En aquel minirrecinto del vetusto caserón el breve silencio compartido se quiebra por el forzado aleteo del pájaro, los chasquidos impertinentes de la vieja a la que le da por ponerse a partir avellanas y la intervención resuelta de la niña. Se agacha cual resorte hasta acuclillarse, aparta de su cara con una mano unas moscas pertinaces y con la otra, imitando el talante del genio que sale de la lámpara, de un manotazo abre la jaula cochambrosa y el jilguero escapa raudo, sin titubear. Emprende un vuelo vertical como quien trepa por un sendero escarpado y huye por la claraboya. Un tanto aturdido todavía, se pierde zigzagueando en el espacio libre. Le acompañan desde cada vez más lejos las intensas miradas, enardecidas al unísono, de repente iluminadas, de las dos brujas.

Sin saber el porqué o a cuento de qué, por un instante ambas sonrieron furtivamente y recordaron al famoso flautista que ahuyentó las ratas. Extraña sintonía. Al tiempo se imaginaron las dos jugando a los dados, recogiendo hierbas curativas y planeando lúdicamente —par de cometas— los días de sol.

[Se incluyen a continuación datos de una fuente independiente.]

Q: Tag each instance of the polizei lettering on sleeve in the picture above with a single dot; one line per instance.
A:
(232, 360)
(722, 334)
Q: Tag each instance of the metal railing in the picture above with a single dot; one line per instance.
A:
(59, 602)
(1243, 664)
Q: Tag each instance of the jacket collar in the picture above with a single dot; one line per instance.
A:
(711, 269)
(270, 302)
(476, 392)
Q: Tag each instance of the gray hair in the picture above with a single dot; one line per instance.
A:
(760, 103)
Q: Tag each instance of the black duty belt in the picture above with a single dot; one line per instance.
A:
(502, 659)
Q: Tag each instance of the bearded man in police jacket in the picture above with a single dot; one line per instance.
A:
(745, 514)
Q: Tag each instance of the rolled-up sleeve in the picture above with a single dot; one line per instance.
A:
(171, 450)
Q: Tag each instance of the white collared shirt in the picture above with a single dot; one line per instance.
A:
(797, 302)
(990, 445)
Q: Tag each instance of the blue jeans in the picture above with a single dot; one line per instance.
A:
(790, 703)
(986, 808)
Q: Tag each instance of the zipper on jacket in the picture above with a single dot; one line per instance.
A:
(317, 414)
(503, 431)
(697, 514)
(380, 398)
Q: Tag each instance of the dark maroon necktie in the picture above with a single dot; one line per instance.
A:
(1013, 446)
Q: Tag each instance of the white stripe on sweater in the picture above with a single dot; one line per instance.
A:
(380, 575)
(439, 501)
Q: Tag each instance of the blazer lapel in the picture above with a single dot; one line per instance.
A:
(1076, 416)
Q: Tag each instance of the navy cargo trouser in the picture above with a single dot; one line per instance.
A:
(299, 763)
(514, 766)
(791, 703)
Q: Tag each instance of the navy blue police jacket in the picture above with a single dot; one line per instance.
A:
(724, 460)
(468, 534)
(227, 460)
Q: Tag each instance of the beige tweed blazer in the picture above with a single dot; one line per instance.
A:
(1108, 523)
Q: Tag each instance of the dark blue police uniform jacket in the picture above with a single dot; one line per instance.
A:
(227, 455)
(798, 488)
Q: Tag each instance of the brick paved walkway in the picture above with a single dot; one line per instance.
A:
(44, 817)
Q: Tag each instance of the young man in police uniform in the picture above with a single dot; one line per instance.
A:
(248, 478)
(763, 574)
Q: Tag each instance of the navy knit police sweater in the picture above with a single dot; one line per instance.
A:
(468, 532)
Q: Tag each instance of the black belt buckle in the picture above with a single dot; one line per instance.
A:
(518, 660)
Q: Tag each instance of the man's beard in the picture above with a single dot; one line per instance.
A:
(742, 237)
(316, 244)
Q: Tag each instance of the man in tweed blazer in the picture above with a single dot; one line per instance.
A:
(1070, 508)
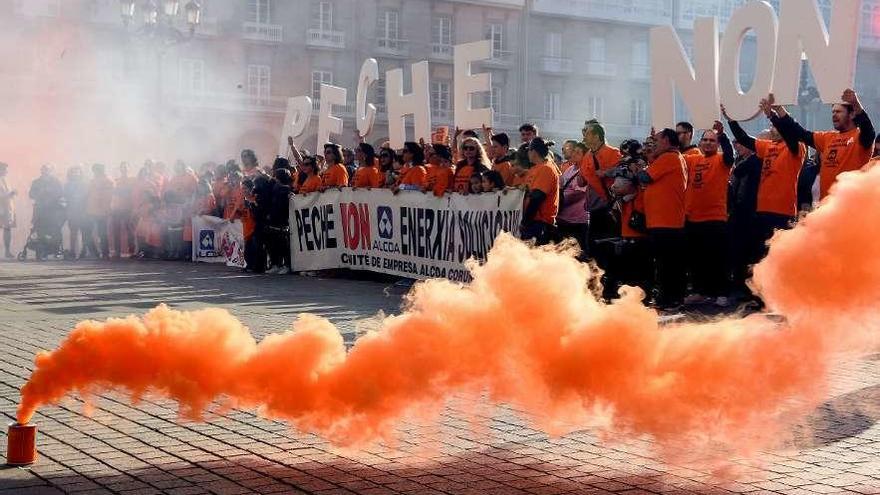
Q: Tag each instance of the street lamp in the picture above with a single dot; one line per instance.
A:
(156, 24)
(151, 13)
(126, 10)
(170, 7)
(193, 15)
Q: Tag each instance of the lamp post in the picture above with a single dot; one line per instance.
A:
(154, 18)
(808, 96)
(158, 27)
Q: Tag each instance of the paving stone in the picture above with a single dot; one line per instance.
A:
(474, 447)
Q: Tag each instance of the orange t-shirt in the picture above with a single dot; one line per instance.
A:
(608, 157)
(414, 176)
(311, 184)
(664, 196)
(439, 179)
(708, 180)
(694, 151)
(505, 169)
(234, 203)
(777, 190)
(368, 177)
(545, 178)
(637, 204)
(336, 175)
(840, 152)
(462, 180)
(517, 180)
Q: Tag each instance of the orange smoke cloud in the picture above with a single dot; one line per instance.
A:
(528, 332)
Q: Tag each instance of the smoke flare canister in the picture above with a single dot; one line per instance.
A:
(21, 446)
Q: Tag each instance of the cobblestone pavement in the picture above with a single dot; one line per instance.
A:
(475, 448)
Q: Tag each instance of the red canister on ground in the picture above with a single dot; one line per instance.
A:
(21, 446)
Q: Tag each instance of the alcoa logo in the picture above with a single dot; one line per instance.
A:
(386, 222)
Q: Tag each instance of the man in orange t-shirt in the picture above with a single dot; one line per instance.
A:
(542, 198)
(706, 215)
(781, 164)
(335, 175)
(848, 147)
(367, 174)
(595, 168)
(501, 156)
(665, 182)
(685, 132)
(441, 173)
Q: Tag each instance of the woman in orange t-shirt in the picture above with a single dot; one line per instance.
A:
(542, 198)
(335, 175)
(475, 161)
(413, 174)
(312, 182)
(367, 174)
(441, 173)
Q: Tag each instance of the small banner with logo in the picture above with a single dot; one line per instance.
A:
(410, 234)
(216, 240)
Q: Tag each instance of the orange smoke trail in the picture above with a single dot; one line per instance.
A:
(527, 331)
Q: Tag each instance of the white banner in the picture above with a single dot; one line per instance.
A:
(410, 234)
(216, 240)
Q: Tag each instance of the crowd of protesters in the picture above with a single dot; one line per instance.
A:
(683, 221)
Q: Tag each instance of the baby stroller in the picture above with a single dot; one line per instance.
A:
(45, 236)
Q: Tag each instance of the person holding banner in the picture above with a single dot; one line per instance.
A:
(685, 132)
(335, 175)
(475, 161)
(665, 181)
(542, 197)
(596, 170)
(777, 202)
(312, 182)
(413, 174)
(848, 147)
(440, 175)
(501, 154)
(367, 174)
(706, 214)
(387, 159)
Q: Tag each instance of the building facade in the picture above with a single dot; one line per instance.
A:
(555, 63)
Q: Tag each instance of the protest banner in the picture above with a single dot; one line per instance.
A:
(218, 241)
(409, 234)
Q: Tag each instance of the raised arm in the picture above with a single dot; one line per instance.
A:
(536, 198)
(741, 136)
(294, 152)
(724, 141)
(860, 119)
(788, 128)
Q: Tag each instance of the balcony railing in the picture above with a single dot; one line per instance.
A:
(346, 110)
(441, 115)
(507, 120)
(321, 38)
(441, 51)
(601, 69)
(500, 58)
(392, 47)
(640, 71)
(650, 12)
(557, 65)
(258, 31)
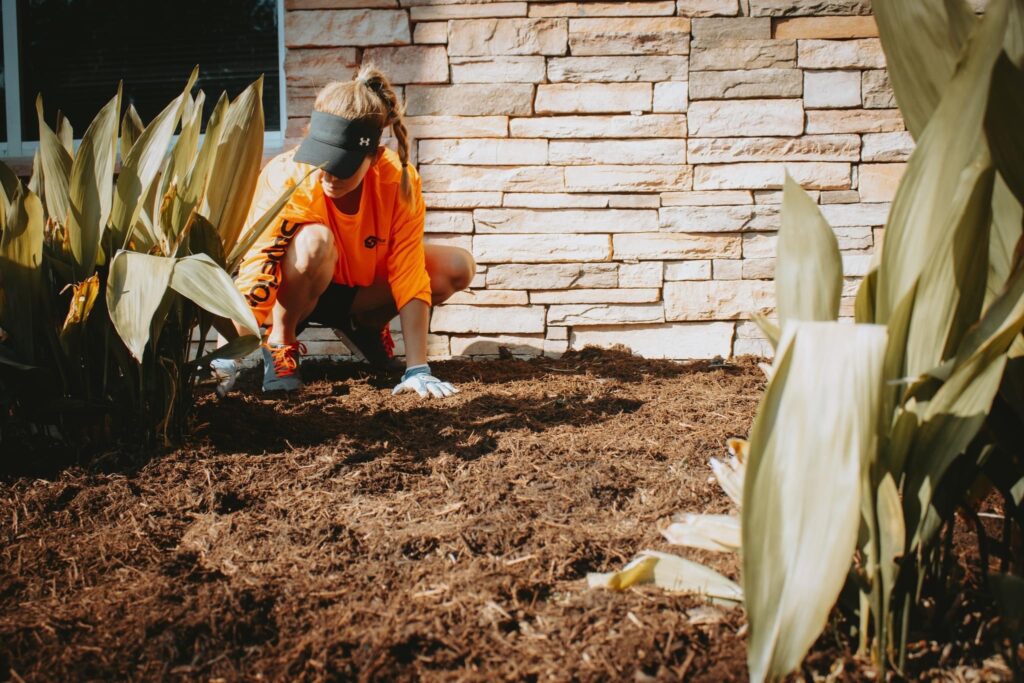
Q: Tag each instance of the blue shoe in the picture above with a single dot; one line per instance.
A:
(281, 367)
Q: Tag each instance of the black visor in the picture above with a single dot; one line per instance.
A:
(338, 143)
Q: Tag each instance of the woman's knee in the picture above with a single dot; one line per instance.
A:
(312, 251)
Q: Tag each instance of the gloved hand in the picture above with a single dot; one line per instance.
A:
(419, 379)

Añoran al pájaro amigo al que tan bien habían entendido y atendido, al que admiran como a todo ser volador. Sobre todo, se reafirman en la convicción de que tampoco en ellas sería posible aplacar el alocado impulso de volar y volar: desafiar al viento y nada más.

NOTA

Pronto se supo que la brujita de este relato no era otra que la niña que había salido disparada por el aire en «Una niña al columpio» (“El callejón de las once esquinas”, nº 7, 2018). Inicialmente ella se perdió entre las nubes, pero al tiempo le cogió gusto a volar y de ahí que decidiera ser bruja. Tras el sorpresivo encuentro que se narra, tomó como tutora y maestra a Toribia; y hasta como compañera de vuelos. En cuanto al jilguero, se le perdió la pista y ya no se ha sabido más de él.